The strength of this study are the repeated cross-sectional surveys conducted during different seasons within the same years and targeting the same woman and their children. This enabled us to assess not only the effect of seasonality on DD of women and their children aged 6–23 months, but also the seasonal differences in their food (g/day) and nutrient intakes. Even though the seasons were not very distinct (July/August-harvest and November-post-harvest), our results still showed a small but significant seasonal effect on WDDS as well as seasonal variations in vitamin E, iron and calcium intakes among the women. Anthropometric measurements for the study participants were taken only once during the survey in July/August, thus, we were not able to assess the effects of seasonality on nutritional status of the women, which would have enriched the study. Future similar studies should be conducted during more distinct seasons in terms of food availability such as during the pre-harvest and harvest seasons that would clearly show the effects of seasonality on both dietary intakes and nutritional status outcomes. In addition, similar studies should be conducted with data collected at more time points during the same year and during different years, as this could be more informative.

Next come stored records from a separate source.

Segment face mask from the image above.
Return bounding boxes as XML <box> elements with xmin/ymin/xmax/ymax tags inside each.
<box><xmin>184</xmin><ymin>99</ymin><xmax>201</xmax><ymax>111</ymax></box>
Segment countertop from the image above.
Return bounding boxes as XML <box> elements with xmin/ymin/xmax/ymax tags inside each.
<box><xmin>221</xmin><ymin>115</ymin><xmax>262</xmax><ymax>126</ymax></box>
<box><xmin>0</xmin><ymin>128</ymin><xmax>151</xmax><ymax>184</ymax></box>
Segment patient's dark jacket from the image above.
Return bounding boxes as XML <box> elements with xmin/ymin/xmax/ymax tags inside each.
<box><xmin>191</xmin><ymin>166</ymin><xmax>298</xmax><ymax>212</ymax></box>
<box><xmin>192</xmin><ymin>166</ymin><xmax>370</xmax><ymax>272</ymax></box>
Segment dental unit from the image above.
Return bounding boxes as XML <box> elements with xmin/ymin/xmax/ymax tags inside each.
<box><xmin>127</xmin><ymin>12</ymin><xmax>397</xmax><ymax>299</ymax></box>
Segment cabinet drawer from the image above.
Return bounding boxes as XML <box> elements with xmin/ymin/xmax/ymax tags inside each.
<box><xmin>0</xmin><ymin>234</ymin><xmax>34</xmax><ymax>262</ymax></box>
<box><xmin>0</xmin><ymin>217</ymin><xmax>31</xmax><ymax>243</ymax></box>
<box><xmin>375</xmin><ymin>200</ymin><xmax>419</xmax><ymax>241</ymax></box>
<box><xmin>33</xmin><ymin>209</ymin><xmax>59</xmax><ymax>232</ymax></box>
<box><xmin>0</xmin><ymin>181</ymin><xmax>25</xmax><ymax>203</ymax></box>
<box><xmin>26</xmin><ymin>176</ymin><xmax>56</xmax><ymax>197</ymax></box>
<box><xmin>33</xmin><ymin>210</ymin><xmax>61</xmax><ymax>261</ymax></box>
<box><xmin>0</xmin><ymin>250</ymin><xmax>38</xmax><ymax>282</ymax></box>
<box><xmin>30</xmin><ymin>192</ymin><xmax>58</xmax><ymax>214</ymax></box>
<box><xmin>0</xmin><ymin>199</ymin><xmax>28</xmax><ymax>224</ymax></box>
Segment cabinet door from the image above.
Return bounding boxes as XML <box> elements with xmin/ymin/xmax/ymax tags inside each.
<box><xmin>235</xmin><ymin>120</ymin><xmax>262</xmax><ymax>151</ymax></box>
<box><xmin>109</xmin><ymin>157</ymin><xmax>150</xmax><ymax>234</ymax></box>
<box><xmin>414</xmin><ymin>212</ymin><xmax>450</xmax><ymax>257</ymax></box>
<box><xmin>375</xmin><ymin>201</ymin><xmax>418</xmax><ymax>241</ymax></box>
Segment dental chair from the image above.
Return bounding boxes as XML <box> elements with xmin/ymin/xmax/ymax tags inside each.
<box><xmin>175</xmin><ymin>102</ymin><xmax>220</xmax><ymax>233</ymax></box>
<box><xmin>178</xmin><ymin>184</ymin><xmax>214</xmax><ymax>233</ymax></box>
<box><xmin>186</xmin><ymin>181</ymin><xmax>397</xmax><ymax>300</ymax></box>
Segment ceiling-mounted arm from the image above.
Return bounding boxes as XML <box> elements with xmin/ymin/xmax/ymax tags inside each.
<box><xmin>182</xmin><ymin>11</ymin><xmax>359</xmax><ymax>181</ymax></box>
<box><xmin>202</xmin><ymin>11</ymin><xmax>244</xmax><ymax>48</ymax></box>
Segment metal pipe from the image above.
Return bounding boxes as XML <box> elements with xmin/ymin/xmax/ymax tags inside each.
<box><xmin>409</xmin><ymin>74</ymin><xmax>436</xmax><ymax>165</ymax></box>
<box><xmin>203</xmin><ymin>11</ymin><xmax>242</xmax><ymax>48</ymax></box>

A limitation of our study was attributed to the use of a single 24-h recall to assess dietary intakes of the study participants during each season. Like other dietary recall methods the 24-h recall method relies on memory in terms of identification of the foods eaten as well as the estimation of food portions consumed (92). To reduce this type of error, we used highly trained enumerators who spoke the local languages during the interviews with the women. We also used local household measures to estimate the amounts of foods consumed by the women and the children (93). On the other hand, to recall the last 24-h only is much more accurate than longer periods such as the last week or even month. The use of single 24-h recall may not be representative for estimating the individual's usual nutrient intake due to variability in the day to day intakes of foods (40). The 24-h recall is also prone to the problems of under-reporting and over-reporting and whether or not to exclude cases with extreme energy intake values is debatable.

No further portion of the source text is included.